Welcome to our NLP Translation Detection Project! In this thrilling (and sometimes confusing) adventure, we embarked on the quest to differentiate between spanish sentences translated by machines and those translated by professional translators. Think of it as our way of saying, "We know your secret, Google Translate!"
We made our own choices and text treatments, trying different features and embeddings to crack the code. Spoiler alert: The Hugging Face transformer BERT model in Spanish was our hero.
- Data Preprocessing: Cleaned the text data by removing unnecessary characters, and performed tokenization.
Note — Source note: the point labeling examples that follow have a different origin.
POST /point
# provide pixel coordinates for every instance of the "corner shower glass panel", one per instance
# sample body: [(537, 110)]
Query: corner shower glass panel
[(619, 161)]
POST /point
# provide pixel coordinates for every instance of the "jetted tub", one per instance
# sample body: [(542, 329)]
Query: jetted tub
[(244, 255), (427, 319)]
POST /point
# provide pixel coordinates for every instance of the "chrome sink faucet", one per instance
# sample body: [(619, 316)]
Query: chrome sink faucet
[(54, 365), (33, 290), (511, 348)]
- Feature Engineering: Tried different features such as word count, punctuation frequency count, POS tagging,
- Embeddings: Tested various embeddings ; TF-IDF, word2vectors, and BERT model.
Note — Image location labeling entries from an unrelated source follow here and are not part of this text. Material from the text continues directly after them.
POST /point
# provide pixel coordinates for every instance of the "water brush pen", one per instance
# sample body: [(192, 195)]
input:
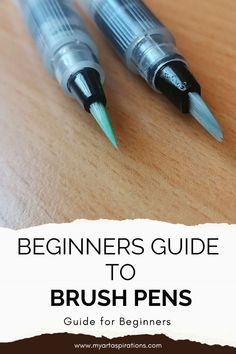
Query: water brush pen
[(149, 49), (69, 54)]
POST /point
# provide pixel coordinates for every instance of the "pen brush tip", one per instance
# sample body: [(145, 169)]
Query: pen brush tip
[(203, 115), (99, 113)]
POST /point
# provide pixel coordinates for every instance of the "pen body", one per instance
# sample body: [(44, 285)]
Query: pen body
[(146, 46), (61, 37), (140, 39)]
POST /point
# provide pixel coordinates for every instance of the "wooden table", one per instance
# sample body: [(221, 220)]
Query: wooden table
[(56, 166)]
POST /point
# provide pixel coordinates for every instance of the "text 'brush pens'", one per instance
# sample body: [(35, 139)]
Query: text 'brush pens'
[(148, 49), (69, 54)]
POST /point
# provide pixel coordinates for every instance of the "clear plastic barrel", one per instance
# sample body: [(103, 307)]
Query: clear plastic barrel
[(140, 39), (61, 37)]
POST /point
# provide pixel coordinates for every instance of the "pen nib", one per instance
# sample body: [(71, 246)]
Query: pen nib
[(99, 113), (202, 114)]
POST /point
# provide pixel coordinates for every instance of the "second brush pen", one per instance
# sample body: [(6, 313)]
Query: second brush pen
[(148, 49)]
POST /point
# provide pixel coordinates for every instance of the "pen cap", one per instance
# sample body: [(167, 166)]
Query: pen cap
[(61, 38), (140, 39)]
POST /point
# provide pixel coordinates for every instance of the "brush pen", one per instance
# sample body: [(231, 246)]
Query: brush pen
[(69, 54), (149, 49)]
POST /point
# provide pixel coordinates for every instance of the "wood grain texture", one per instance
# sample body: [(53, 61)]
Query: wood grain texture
[(56, 166)]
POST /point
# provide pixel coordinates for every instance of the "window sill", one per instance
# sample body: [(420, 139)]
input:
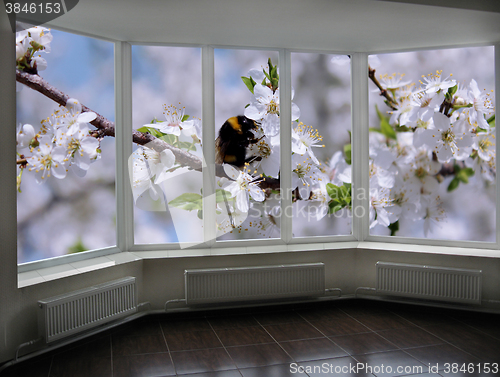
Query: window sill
[(42, 275)]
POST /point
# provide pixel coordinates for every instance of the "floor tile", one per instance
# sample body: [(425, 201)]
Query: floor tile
[(454, 331), (293, 331), (363, 343), (486, 349), (282, 370), (441, 354), (340, 326), (393, 363), (258, 355), (244, 336), (149, 365), (410, 337), (312, 349), (135, 345), (361, 307), (339, 367), (202, 361), (191, 340)]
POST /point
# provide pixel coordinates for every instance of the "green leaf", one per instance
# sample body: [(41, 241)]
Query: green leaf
[(453, 184), (347, 153), (463, 174), (249, 82), (188, 201)]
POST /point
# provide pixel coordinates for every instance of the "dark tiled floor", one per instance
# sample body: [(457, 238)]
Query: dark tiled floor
[(334, 338)]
- Model Training: Trained several machine learning models, including:
- Logistic Regression
- Support Vector Machine (SVM)
- Random Forest
- Naive Bayes classifier
- Model Evaluation: Selected the SVM model
- Prediction: Used the best model to make predictions on the REAL_DATA.txt.
As a scientist with feature engineering embedded in my DNA 🥼, I found this aspect of machine learning the most intriguing. I love trying and testing different approaches to see if there's an improvement (or, as is often the case, not) 🤓.
During this project, I experimented with several feature extraction techniques, such as counting male and female pronouns. This was because automatic translations can sometimes introduce errors, like using a male pronoun regardless of the actual gender.
After trying different ways to process text, I realized that in this particular case, less is more—we decided not to lemmatize the text.
When it came to embeddings, the Hugging Face transformer BERT model in Spanish proved to be a game-changer in this adventure.